THE Penhein Estate sits atop a hill in the Monmouthshire countryside, with jaw-dropping views of the Severn estuary.

Livestock roam in the fields around this tranquil, 450-acre farm, and at its heart, nestled inside a small woodland, you'll find a rather unusual sight – half a dozen large Persian tents.

This is Penhein Glamping, an award-winning luxury campsite where guests are whisked away from their busy lives and spend a night under canvas in serene surroundings.

The site's Alachigh tents are more commonly found in the desert, but their use at Penhein is symbolic of the personal touch and meticulous attention to detail upon which owners James and Helen Hearn pride themselves.

When the Hearns set up their campsite in 2014, Mr Hearn looked to his Iranian heritage for inspiration. But instead of simply copying one of the traditional designs and having it built in the UK, Mr Hearn's mother embarked on a trip to northern Iran, meeting the Shahsevan tribe and having one of their Alachigh tents custom-built in Iran and transported back to Monmouthshire.

This was the perfect way for the campsite to "meld the heritage" of Mr Hearn and his wife, Mr Hearn said.

"Quality is what we offer," he said. "A lot of our site is bespoke – the beds, the kitchen units, the shower block.

"We offer comfort, style, and luxury in the woodland, with lots of attention to detail.

"And we pride ourselves on customer service from the first enquiry until after they've left."

Glamping – "glamorous camping" – holidays have been growing in popularity in recent years. Though the principles of camping remain, glampers enjoy a more refined experience – there's no getting squashed into a tiny tent, lying on top of lumpy grass, or contending with countless insects crawling into your sleeping bag.

Instead, at Penhein, you're offered all the luxuries of a top-quality hotel, with the added bonus of waking up to birdsong and fresh country air.

"We've tried to create a home from home experience, taking all things you need in a normal self-catering cottage," Mrs Hearn said.

"The beds are made up, there are towels, the kitchens are fully-equipped.

"The idea is meant to be that you're pretty much set up, except food and clothes.

"We keep the best bits of camping, and get rid of the not-so-great bits.

"It's magical sleeping under canvas, when you can hear owls hooting.

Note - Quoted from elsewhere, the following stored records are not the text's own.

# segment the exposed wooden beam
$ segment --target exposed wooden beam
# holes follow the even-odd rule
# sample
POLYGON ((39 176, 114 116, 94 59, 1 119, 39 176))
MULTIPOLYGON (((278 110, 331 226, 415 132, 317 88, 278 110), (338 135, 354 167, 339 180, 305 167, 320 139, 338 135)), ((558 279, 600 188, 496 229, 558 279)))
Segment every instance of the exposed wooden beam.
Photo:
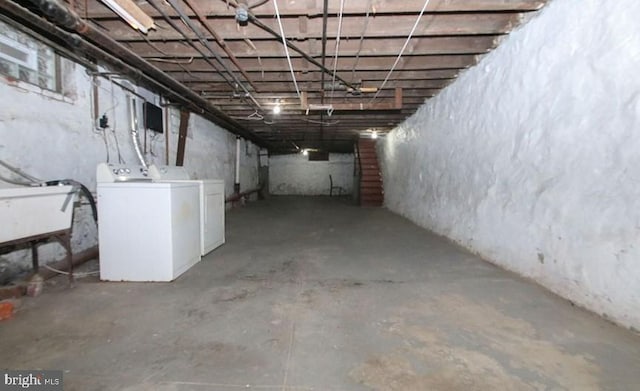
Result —
MULTIPOLYGON (((315 7, 309 8, 306 2, 282 2, 279 6, 280 13, 283 16, 322 16, 321 2, 322 0, 313 0, 315 7)), ((529 12, 540 9, 546 0, 431 0, 427 7, 427 12, 529 12)), ((396 13, 413 13, 416 14, 422 8, 423 0, 376 0, 372 2, 373 16, 396 14, 396 13)), ((159 17, 160 14, 150 7, 148 4, 140 4, 140 8, 148 15, 159 17)), ((234 16, 232 7, 227 7, 224 2, 208 0, 201 3, 202 12, 207 15, 227 15, 230 18, 234 16)), ((329 13, 337 15, 340 9, 340 3, 330 2, 329 13)), ((175 16, 175 11, 165 5, 162 10, 169 15, 175 16)), ((271 3, 257 7, 252 12, 259 17, 271 17, 275 15, 275 10, 271 3)), ((366 13, 366 2, 345 2, 344 14, 346 15, 364 15, 366 13)), ((113 17, 111 12, 101 2, 92 1, 88 4, 87 13, 92 18, 110 18, 113 17)), ((193 15, 191 15, 193 16, 193 15)))
MULTIPOLYGON (((506 34, 518 25, 522 14, 517 13, 495 13, 495 14, 438 14, 426 15, 422 23, 414 32, 414 36, 455 36, 455 35, 495 35, 506 34)), ((342 39, 359 38, 362 33, 360 17, 344 18, 341 30, 342 39)), ((209 18, 210 23, 216 26, 216 31, 225 40, 229 39, 271 39, 273 36, 262 29, 248 25, 240 29, 237 28, 234 19, 209 18)), ((265 25, 278 30, 278 26, 273 19, 262 20, 265 25)), ((284 19, 284 31, 287 38, 293 40, 321 39, 321 20, 311 20, 307 26, 307 31, 299 31, 297 19, 284 19)), ((329 38, 336 37, 338 21, 331 19, 328 22, 327 32, 329 38)), ((371 20, 367 29, 368 37, 388 38, 406 37, 410 26, 415 23, 415 16, 396 15, 379 16, 371 20)), ((157 30, 150 31, 147 38, 152 41, 175 41, 182 39, 182 35, 173 30, 163 20, 156 19, 157 30)), ((139 32, 131 29, 128 25, 118 19, 105 20, 100 22, 100 26, 109 31, 109 34, 119 41, 141 41, 143 40, 139 32)), ((195 34, 189 32, 187 36, 196 40, 195 34)))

But no one likes it when the tent leaks, or when you have to traipse across a field to go to the loo."

Upon arrival at the campsite, guests are welcomed by Mr Hearn, shown around the tents, presented with a welcome hamper of locally-made food and drinks, and then shown – if they don't know – how to start a fire.

But as elegant as the tents feel, this is still essentially an outdoors holiday. There is no electricity in the tents (except for the communal tent), and there is no wifi – perfect for those people seeking a so-called 'digital detox'.

The campsite is situated on the estate which has been in Mrs Hearn's family for generations, and guests are free to explore much of the land, from dense woodland to open meadows and a bluebell trail.

There is an adventure playground for children, a small football pitch, and three tree swings – exploring and den-building is very much encouraged.

"For a lot of children that come from the cities, there's a lot of space – they have the freedom to just run and play," Mr Hearn said.

But guests can also enjoy a whole range of pre-booked activities, including foraging, willow-weaving, campfire cookery, and clay-pigeon shooting.

For the more adventurous, there are bushcraft courses, in which an ex-Army instructor shows guests how to build a shelter, light a fire using traditional methods, and then cook on an open flame.

A junior bushcraft course is also available.

But guests are equally welcome to enjoy a pedicure or a massage, proving Penhein Glamping isn't your average camping holiday.

"We try to make it an all-encompassing experience," Mrs Hearn said.

The site has two full-time staff and brings in third-party employees from the local area to run its many activities.

But much of the work to prepare the site was, and still is, done by Mr and Mrs Hearn.

It's a long way from their previous life living and working in London.

The couple moved back to Monmouthshire in 2011, knowing they would need to diversify the family farm if it were to succeed.

"The prices of livestock weren't sustainable, so we knew we had to come up with an idea," Mr Hearn said.

Luckily, the couple's best man suggested going into camping, saying it was no more difficult than putting up a few tents.

But the Hearns soon found out the reality was a lot tougher – Mr Hearn spent 18 months clearing, by hand, a three-acre patch of woodland which would eventually become the campsite.

Penhein Glamping opened in June 2014, and since then the Hearns found their reputation for quality service has paid dividends, with many happy customers returning time and time again.

And their work has also impressed critics at the highest level. The Hearns have been shortlisted for a South Wales Business Award, and earlier this year Penhein Glamping was named the Glamping Site of the Year for 2019 by the AA.

"It was amazing to win. We were speechless where we were told," Mrs Hearn said. "But we don't do this for the awards. We do it because we enjoy it, and we want people to enjoy what we've got here.

"We have some amazing guests and some fabulous feedback.

"The biggest testament is that people come back."